A study examines the detailed vascular anatomy of the spermatic cord during subinguinal microscopic varicocelectomy and to assess the outcome of the cases about varicocele recurrence and hydrocele formation. Varicocele is found in ∼15% of the general male population. The European Association of Urology recommends varicocele repair for adults with clinical varicocele with infertility or abnormal semen quality and adolescents with progressive failure of testicular development.

The best treatment method should include the elimination of the varicocele and should carry a low risk of complications. Therefore, the ideal technique should involve ligation of all internal and external spermatic veins with preservation of spermatic arteries and lymphatic vessels. Conventional varicocelectomy is complicated by a postoperative recurrence rate of 5–20% in patients with varicocele. The use of microscopy has significantly improved the outcome of varicocelectomy.

Microsurgical varicocelectomy is considered the ‘gold standard’ technique for treating varicocele in both adults and adolescents, due to relatively more favourable outcomes and lower postoperative recurrence and complication rates. Optical magnification allows identification of all spermatic cord structures with inguinal and subinguinal approaches to varicocelectomy. 

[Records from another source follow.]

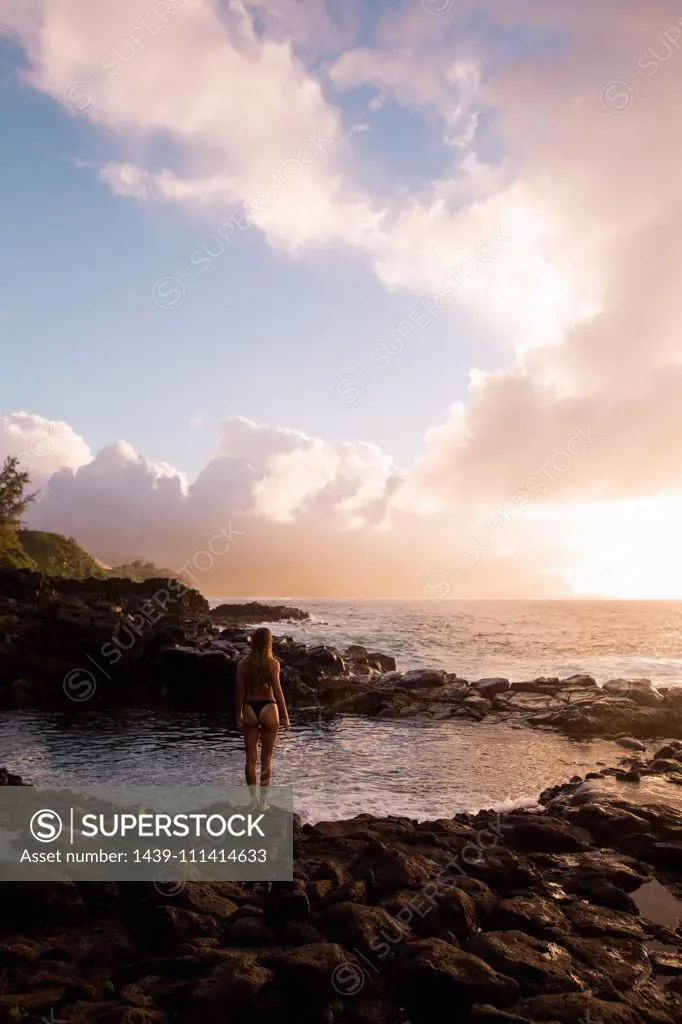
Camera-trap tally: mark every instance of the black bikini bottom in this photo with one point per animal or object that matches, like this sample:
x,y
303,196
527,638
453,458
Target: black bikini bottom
x,y
257,706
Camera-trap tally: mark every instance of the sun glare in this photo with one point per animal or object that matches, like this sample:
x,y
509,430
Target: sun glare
x,y
630,550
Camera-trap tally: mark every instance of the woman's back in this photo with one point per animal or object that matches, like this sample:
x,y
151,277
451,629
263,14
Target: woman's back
x,y
259,675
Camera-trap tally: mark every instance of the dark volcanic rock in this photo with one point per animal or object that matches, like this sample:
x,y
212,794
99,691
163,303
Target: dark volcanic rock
x,y
434,974
382,923
254,611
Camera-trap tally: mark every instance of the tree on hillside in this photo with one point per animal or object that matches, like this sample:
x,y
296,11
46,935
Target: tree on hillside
x,y
13,498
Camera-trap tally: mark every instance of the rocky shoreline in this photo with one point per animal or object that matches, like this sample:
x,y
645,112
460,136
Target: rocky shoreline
x,y
157,644
254,611
550,915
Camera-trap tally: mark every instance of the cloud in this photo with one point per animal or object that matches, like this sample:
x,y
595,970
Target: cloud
x,y
567,148
303,517
42,446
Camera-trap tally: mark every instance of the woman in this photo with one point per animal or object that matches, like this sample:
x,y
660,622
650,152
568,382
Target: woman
x,y
258,697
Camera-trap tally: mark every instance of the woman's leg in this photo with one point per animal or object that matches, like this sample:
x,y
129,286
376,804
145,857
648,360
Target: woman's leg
x,y
269,725
250,743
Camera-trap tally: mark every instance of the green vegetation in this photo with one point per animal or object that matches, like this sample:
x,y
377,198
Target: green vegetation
x,y
12,553
48,553
139,570
13,499
56,555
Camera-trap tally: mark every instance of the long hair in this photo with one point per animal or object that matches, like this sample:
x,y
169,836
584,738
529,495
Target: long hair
x,y
261,654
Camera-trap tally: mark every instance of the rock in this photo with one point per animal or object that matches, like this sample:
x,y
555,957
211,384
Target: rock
x,y
535,833
292,907
537,965
368,929
423,678
664,766
673,751
384,663
597,921
535,914
576,1008
665,962
239,982
631,743
642,691
355,652
307,974
254,611
491,687
623,963
164,927
434,974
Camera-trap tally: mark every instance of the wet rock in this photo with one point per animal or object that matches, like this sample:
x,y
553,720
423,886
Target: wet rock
x,y
535,833
642,691
365,928
576,1008
164,927
631,743
306,974
384,663
239,982
537,965
434,974
423,678
622,963
664,765
596,921
665,962
581,680
394,869
491,687
254,611
673,751
537,915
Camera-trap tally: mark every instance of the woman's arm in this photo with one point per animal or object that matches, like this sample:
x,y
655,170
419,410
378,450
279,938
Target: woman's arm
x,y
240,692
279,696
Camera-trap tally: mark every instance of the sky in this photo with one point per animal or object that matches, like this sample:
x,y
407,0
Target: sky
x,y
385,294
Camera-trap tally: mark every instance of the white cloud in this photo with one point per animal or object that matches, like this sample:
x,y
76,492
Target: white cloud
x,y
41,445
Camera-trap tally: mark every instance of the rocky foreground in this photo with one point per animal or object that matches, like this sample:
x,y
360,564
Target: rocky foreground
x,y
157,644
535,915
254,611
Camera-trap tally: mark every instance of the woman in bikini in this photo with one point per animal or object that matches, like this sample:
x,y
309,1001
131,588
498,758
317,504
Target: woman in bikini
x,y
260,705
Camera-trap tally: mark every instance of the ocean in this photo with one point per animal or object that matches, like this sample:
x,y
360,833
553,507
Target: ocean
x,y
341,765
513,639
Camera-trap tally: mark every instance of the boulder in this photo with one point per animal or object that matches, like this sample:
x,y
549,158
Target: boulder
x,y
434,975
423,678
642,691
538,965
491,687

In the subinguinal approach, the external oblique aponeurosis is not opened, and the cord is isolated by dissection at the level just inferior to the external inguinal ring. So, the subinguinal approach is associated with less pain and a rapid recovery in comparison with the inguinal approach. In the inguinal canal, the pampiniform plexus is drained by three or four veins, which run into the abdomen through the deep inguinal ring.

According to a study, a total of 11.1 internal spermatic veins per dissection were identified sublingually. A mean of 0.4 internal spermatic veins of ≥5?mm in diameter per cord was identified sublingually. A corresponding increase in the mean number of internal spermatic veins of ≤2?mm in diameter was noted with 7.9 at the subinguinal level. In the present study, the mean number of spermatic veins was 14 on both sides.

Microscopic subinguinal varicocelectomy accurately evaluated the detailed vascular anatomy of the spermatic cord, achieving an excellent surgical outcome with minimal varicocele recurrence and hydrocele formation. Microscopic subinguinal varicocelectomy should be the ‘gold standard’ for varicocelectomy.

Internal spermatic arteries at the subinguinal level are covered in a dense complex of veins compared with when they are identified at the inguinal level. This relationship requires greater surgical expertise to separate them. Dissection of this complex places the artery at greater risk of being damaged. The limitation of our study is the lack of the semen analysis outcome data. However, the aim of the present study was to report vascular anatomy details and the relationship with recurrent varicoceles and hydrocele formation.